Pour que le cuivre retrouve une lecture cyclique nette, il faudrait que sa demande conjoncturelle reprenne clairement le dessus sur sa demande de transition, et que l’offre se détende. Tant que le déficit minier et l’intensité de l’électrification dominent, l’écart avec les métaux cycliques devrait persister, et avec lui la part du prix qui échappe au cycle. Suivre cet écart dans le temps — plutôt que le seul niveau du cuivre — offre un indicateur plus honnête de ce que le métal raconte réellement à un instant donné. Approfondir : les coûts structurels des voies matières premières.
- En 2025, l’ensemble des métaux de base a progressé (indice composite LME d’environ +19 %), mais le cuivre a surperformé avec un gain proche de +41,7 %.
- La dispersion oppose deux familles : métaux à contrainte d’offre (cuivre, étain, aluminium) et métaux cycliques ou excédentaires (nickel, zinc, plomb), aux trajectoires nettement plus modestes.
- Le nickel illustre qu’une demande forte n’entraîne pas le prix quand l’offre est abondante : l’expansion indonésienne a effacé sa prime d’électrification.
- La surperformance du cuivre sur ses pairs isole sa composante non cyclique — offre, transition, tarifs — qui dilue sa valeur de signal et celle du ratio cuivre/or.
Comparer le cuivre à ses voisins ne tranche pas la question de savoir où va son prix, mais elle clarifie ce qu’il mesure. Un même mouvement peut être cyclique chez tous les métaux et structurel chez le seul cuivre ; distinguer ces deux strates, plutôt que de lire un indice agrégé, reste la condition d’une interprétation juste. La divergence n’est pas un défaut du signal : elle en est la partie la plus instructive.
Questions fréquentes
Le cuivre a-t-il surperformé les autres métaux de base en 2025 ? Oui. L’indice composite des métaux de base du LME a gagné environ 19 % sur l’année, tandis que le cuivre trois mois progressait d’environ 41,7 %, soit près du double de la moyenne du complexe.
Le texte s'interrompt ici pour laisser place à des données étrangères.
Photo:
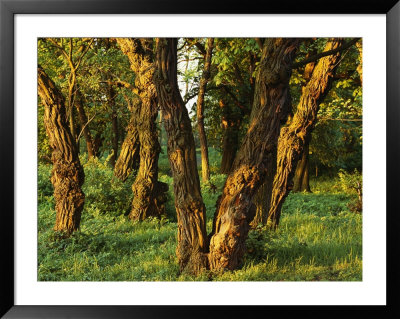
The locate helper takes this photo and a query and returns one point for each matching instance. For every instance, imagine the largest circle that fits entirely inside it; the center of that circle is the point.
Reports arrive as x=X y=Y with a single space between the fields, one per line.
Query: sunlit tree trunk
x=360 y=59
x=230 y=143
x=114 y=123
x=301 y=181
x=67 y=173
x=262 y=200
x=294 y=137
x=128 y=158
x=271 y=106
x=141 y=57
x=205 y=169
x=192 y=238
x=83 y=120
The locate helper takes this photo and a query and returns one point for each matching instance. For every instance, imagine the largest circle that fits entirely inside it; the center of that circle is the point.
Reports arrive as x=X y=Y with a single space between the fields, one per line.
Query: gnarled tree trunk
x=294 y=137
x=230 y=143
x=114 y=122
x=128 y=158
x=205 y=169
x=83 y=120
x=301 y=181
x=67 y=174
x=271 y=105
x=262 y=200
x=192 y=238
x=141 y=57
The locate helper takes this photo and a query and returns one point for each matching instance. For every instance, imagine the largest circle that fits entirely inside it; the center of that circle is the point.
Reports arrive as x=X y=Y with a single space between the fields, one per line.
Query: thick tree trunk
x=141 y=57
x=83 y=120
x=192 y=238
x=271 y=106
x=67 y=174
x=230 y=142
x=129 y=156
x=294 y=137
x=205 y=169
x=301 y=181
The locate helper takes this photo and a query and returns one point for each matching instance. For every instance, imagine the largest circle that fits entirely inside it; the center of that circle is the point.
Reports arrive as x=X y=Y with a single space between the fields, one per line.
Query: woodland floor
x=319 y=239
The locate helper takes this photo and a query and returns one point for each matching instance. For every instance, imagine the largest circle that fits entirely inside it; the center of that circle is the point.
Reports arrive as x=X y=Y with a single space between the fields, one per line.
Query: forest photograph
x=199 y=159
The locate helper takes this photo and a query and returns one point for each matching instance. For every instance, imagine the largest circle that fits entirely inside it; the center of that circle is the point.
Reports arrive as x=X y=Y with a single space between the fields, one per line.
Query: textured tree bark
x=359 y=67
x=129 y=157
x=301 y=181
x=83 y=120
x=230 y=143
x=67 y=173
x=205 y=169
x=293 y=137
x=262 y=200
x=271 y=106
x=114 y=122
x=192 y=238
x=141 y=57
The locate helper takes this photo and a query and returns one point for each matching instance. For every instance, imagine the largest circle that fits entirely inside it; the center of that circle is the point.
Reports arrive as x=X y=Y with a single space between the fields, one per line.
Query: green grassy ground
x=319 y=239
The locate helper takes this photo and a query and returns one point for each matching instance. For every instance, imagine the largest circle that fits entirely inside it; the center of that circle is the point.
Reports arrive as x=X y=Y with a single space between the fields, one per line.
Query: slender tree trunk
x=97 y=143
x=293 y=137
x=205 y=169
x=114 y=122
x=67 y=174
x=301 y=181
x=359 y=67
x=230 y=141
x=192 y=238
x=160 y=126
x=271 y=106
x=85 y=125
x=262 y=199
x=141 y=57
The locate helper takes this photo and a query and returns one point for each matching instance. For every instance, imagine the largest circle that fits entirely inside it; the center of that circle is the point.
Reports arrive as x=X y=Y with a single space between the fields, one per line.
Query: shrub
x=352 y=183
x=104 y=191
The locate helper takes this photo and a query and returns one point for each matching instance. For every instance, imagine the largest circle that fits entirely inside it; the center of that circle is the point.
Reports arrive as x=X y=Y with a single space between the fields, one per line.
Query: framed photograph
x=58 y=56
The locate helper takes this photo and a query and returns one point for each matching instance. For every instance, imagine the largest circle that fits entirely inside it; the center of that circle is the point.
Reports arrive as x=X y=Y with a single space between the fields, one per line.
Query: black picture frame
x=8 y=8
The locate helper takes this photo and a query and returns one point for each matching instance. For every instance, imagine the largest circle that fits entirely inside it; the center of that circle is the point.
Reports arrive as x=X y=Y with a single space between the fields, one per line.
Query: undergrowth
x=318 y=239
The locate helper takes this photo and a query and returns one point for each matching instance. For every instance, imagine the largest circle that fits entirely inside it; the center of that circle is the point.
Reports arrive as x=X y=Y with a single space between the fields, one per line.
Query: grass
x=319 y=239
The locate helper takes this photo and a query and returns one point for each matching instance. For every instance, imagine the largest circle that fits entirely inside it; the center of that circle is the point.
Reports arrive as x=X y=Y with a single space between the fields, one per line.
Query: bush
x=104 y=191
x=352 y=183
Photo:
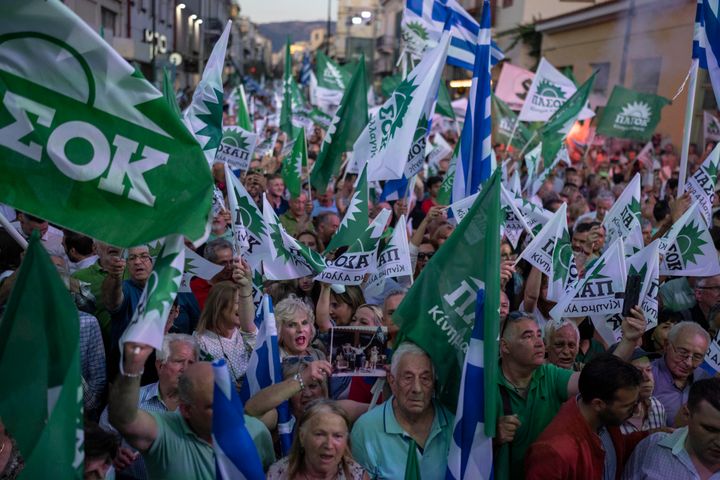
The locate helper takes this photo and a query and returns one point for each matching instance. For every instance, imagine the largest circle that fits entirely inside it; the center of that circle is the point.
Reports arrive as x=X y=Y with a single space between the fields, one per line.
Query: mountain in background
x=278 y=32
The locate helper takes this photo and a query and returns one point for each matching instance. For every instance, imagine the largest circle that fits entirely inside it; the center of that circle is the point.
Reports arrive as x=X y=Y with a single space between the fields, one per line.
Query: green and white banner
x=550 y=89
x=630 y=114
x=600 y=291
x=711 y=127
x=688 y=247
x=85 y=141
x=624 y=216
x=361 y=258
x=388 y=136
x=236 y=148
x=645 y=264
x=701 y=184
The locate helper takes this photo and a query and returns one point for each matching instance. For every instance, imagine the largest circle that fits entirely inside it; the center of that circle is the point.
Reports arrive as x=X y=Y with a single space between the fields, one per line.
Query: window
x=107 y=20
x=602 y=78
x=646 y=74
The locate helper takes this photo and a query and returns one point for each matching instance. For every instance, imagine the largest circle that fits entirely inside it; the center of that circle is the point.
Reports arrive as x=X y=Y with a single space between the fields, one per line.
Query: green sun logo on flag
x=549 y=89
x=235 y=139
x=391 y=117
x=418 y=30
x=689 y=242
x=212 y=121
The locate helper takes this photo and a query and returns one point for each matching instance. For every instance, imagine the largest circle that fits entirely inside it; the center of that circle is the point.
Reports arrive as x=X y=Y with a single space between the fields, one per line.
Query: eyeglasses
x=695 y=358
x=144 y=257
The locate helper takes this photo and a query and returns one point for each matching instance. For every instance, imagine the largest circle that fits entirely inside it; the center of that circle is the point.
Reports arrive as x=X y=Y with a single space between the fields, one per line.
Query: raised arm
x=137 y=426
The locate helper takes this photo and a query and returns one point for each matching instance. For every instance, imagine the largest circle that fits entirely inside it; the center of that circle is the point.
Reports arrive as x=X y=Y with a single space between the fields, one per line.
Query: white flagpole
x=687 y=126
x=12 y=232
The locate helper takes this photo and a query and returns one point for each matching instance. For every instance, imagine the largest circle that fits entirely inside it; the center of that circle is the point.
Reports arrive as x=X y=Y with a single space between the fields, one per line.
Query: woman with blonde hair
x=321 y=448
x=226 y=328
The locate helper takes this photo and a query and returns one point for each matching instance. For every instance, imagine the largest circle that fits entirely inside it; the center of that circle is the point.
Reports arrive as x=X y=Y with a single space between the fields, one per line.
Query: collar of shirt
x=391 y=425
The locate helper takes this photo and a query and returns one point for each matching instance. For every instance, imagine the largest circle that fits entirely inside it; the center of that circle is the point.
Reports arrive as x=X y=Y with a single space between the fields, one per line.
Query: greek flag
x=236 y=456
x=432 y=14
x=306 y=69
x=264 y=368
x=706 y=41
x=475 y=162
x=471 y=455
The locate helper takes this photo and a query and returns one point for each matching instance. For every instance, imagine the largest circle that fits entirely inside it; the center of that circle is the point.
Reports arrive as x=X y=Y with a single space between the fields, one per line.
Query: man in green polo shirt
x=174 y=445
x=410 y=422
x=94 y=275
x=532 y=391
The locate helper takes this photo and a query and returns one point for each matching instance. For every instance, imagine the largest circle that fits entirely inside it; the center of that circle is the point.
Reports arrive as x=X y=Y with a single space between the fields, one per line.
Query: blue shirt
x=662 y=456
x=380 y=444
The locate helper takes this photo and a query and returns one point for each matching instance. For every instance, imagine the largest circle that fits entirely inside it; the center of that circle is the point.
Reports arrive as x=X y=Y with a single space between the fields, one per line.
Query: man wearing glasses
x=676 y=371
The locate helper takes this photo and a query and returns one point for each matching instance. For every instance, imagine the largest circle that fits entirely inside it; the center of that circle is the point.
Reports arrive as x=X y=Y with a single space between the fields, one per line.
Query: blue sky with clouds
x=264 y=11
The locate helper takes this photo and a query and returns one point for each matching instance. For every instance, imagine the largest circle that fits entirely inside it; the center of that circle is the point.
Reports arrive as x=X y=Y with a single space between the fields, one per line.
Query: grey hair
x=213 y=247
x=552 y=326
x=681 y=327
x=407 y=348
x=164 y=353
Pourquoi le nickel n’a-t-il pas suivi malgré la demande des batteries ? L’expansion de la production indonésienne a créé un excédent qui a pesé sur les prix, illustrant qu’une demande forte ne soutient le prix que si l’offre reste contrainte. Contexte : l’épisode de tension extrême sur le nickel de mars 2022.
Que révèle l’écart entre le cuivre et ses pairs ? Il sépare la part cyclique de sa hausse, partagée avec tout le complexe, de sa part idiosyncratique — offre minière, électrification, tarifs — qui ne renseigne pas sur la conjoncture mondiale.